El ojo y la visión a partir de los 50 años

A medida que nos hacemos mayores, nuestros cuerpos maduran y cambian de forma natural. Dentro de un ojo de edad avanzada, estos cambios dan lugar a defectos que afectan a la calidad de la visión. Si experimenta problemas visuales consulte con su profesional de la visión, que le ofrecerá los tratamientos que mejor se adecúen a su caso.
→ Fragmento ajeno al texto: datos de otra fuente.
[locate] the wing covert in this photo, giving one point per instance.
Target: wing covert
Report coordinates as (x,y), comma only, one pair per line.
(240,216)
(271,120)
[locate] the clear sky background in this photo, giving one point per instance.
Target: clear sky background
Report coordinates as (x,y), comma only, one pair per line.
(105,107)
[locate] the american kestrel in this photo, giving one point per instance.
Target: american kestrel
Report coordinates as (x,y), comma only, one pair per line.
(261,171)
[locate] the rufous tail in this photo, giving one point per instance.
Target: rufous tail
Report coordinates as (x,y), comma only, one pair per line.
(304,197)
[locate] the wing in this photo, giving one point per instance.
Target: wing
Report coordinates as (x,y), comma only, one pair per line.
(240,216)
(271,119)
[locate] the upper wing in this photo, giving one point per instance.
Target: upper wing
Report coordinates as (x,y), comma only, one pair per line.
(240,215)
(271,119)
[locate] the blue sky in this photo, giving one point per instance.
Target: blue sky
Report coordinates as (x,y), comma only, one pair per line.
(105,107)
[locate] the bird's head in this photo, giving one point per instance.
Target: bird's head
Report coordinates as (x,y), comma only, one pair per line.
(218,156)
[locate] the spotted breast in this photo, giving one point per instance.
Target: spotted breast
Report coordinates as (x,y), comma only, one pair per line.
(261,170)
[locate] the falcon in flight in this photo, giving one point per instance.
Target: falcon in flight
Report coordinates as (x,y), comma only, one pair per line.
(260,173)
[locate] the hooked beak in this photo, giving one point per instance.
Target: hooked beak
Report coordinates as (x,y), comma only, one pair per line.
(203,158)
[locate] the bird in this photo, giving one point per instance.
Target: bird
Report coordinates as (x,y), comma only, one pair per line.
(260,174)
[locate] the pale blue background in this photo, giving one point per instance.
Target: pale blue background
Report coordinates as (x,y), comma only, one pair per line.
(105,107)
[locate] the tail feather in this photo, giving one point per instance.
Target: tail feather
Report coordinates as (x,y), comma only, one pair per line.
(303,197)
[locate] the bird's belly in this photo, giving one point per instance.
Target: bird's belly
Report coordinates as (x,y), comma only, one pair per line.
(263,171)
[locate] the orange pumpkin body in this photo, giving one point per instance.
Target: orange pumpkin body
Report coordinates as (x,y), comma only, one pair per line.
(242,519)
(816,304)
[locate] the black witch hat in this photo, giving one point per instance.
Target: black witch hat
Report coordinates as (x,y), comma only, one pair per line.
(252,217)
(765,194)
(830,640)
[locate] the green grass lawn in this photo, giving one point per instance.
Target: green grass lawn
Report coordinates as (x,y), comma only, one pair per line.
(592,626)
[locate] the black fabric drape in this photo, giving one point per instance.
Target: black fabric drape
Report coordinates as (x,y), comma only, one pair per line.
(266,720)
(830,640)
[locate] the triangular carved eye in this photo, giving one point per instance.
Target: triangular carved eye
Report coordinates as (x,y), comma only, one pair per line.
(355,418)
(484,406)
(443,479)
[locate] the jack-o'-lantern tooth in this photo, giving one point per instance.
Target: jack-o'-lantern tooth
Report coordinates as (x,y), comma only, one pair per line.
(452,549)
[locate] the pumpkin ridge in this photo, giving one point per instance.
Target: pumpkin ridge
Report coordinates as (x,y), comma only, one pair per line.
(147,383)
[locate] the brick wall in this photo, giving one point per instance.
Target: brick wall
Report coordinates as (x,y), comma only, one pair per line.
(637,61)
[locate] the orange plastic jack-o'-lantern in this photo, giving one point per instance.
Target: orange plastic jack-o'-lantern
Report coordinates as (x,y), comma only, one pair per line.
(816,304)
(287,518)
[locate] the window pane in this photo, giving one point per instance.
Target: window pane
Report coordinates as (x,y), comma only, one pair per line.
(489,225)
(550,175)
Uno de los deterioros que aparecen en este periodo es la pérdida de visión que tiene su origen en el cristalino. Esta lente natural, es la responsable de enfocar los objetos en visión cercana gracias a un proceso llamado acomodación, y de buena parte de la calidad visual de lejos. Con los años, se produce una merma en sus capacidades fisiológicas que provocan en el paciente determinadas molestias visuales.

El primer síntoma es la Presbicia (vista cansada). Se produce por la pérdida de la capacidad de acomodación producida por la disminución de la flexibilidad del cristalino. El paciente comienza alejando los objetos para verlos con claridad necesitando gafas para leer.

Posteriormente, el cristalino comienza a perder transparencia, afectándose también la calidad de visión lejana. Este proceso se llama catarata y aumenta progresivamente con la edad.